Saturday, April 2, 2011

Why Grounding Is Important.



When I talk to clients, I often find that they will be quit a bit concerned about grounding. I imagine we are all indoctrinated to believe that grounding is very important to safety, which is good, because it is important to safety. However, I find it amusing that people might really be concerned about it but not really know what it does, what its function is.

I think if you asked most people who thought they knew what grounding was, they would say that it dumps electricity into the ground instead of starting a fire or electrocuting you. If you said it in a more proper way, it would go like this, grounding provides a path of low resistance for the electricity to flow to. Electricity always follows the path of least resistance, so if it comes in contact with something that is grounded then the electricity will flow to the ground.
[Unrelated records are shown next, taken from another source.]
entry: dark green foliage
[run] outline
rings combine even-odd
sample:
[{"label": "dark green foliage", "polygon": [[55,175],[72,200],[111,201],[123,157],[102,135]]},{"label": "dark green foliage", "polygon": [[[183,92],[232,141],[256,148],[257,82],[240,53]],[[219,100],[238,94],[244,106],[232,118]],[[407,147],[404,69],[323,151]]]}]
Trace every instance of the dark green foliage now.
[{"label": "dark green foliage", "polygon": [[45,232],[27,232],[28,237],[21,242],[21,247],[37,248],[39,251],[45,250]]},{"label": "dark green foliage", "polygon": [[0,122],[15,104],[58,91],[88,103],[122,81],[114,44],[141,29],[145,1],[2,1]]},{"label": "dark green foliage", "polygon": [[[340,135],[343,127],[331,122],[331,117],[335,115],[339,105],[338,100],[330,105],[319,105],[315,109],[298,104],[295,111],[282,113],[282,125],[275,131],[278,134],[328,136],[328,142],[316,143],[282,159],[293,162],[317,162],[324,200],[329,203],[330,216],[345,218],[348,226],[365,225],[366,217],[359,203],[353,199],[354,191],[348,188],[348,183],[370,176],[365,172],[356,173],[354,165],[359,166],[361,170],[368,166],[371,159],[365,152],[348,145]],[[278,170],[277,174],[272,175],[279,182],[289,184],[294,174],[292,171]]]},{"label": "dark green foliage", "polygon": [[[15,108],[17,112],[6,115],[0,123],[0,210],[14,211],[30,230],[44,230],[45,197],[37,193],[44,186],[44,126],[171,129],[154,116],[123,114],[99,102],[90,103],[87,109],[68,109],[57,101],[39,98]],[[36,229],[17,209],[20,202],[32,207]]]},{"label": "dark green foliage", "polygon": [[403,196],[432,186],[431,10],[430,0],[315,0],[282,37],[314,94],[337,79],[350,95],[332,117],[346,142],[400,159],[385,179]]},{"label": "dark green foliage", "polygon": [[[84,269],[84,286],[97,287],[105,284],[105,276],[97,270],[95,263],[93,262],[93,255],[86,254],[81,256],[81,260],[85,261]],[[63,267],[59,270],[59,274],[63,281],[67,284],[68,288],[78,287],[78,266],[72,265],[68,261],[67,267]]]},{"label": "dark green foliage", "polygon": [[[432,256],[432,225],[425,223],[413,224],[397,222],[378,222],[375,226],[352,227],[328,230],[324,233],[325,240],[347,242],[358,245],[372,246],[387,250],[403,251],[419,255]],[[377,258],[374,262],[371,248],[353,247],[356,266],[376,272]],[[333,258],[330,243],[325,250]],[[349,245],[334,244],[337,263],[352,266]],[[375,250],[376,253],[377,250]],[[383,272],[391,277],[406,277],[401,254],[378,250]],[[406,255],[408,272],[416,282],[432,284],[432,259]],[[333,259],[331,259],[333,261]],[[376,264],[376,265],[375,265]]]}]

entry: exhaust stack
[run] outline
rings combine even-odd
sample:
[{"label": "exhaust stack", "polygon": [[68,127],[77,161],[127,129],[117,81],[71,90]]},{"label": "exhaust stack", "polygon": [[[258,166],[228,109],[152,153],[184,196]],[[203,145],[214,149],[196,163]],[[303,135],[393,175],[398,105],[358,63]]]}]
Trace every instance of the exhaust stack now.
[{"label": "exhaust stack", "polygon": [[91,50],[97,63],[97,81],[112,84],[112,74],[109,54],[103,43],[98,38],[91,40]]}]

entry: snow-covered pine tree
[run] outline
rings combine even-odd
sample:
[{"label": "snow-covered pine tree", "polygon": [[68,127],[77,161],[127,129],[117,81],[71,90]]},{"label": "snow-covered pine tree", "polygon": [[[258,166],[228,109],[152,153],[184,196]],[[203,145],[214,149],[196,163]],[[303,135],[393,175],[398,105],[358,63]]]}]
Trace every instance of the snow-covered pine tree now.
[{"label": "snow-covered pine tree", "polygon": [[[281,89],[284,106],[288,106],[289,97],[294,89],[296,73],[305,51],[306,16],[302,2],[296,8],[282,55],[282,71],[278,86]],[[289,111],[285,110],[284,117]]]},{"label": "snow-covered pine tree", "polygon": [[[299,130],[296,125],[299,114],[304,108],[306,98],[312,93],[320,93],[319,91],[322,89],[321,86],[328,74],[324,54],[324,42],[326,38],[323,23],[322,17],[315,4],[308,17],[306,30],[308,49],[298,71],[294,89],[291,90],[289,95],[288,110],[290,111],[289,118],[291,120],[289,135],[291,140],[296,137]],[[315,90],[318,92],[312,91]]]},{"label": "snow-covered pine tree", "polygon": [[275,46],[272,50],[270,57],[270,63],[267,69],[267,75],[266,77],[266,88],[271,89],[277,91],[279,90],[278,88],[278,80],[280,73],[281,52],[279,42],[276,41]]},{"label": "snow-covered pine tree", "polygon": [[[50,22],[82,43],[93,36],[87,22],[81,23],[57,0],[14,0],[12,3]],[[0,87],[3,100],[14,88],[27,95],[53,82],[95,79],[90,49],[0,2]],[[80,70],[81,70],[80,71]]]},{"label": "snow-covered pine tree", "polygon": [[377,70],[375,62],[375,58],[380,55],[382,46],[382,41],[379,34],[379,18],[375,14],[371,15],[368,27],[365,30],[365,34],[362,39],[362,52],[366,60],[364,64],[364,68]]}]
That concept in and of itself is a little vague and often misunderstood. It is okay not to understand the concept of grounding, in the 1993 National Electrical Code, there were factual errors in describing why something must be grounded, and this code is written by scientists, engineers, and people from the field with lots of experience.

Here is an explanation of what grounding is most commonly used for and what it does. If you have an outlet and the device and the box it is attached to is grounded, then any stray current will go to ground, but we are not just talking a little trickle, we are talking, in just a few cycles, suddenly your little wires are drawing 10,000 amps of current. A grounded box will cause a short circuit when it draws electricity to ground and it makes a little flash that will melt any metal because it is hotter than the surface temperature of the sun. In effect, when you ground something, you are ensuring that if anything goes wrong, a very severe lightning bolt is going to go through your house.

Now that doesn’t sound safe at all. It certainly doesn’t to me, the reason why it is done for “safety” reasons, is because all that current is most certainly going to trip the breaker, and cause the circuit to go dead. So instead of the ground fault making your box heat up and start a fire, or electrocuting anyone, it is like an instantaneous loud siren that goes off for a split second and trips the breaker.

What if the breaker didn’t work? Well, as you can imagine it is pretty important for it to work, because it will vaporize everything in the circuit and perhaps cause all sorts of untold damage.

Still we always want to make sure everything is grounded, because breakers do work and stray current will kill the power and that is the object of the game.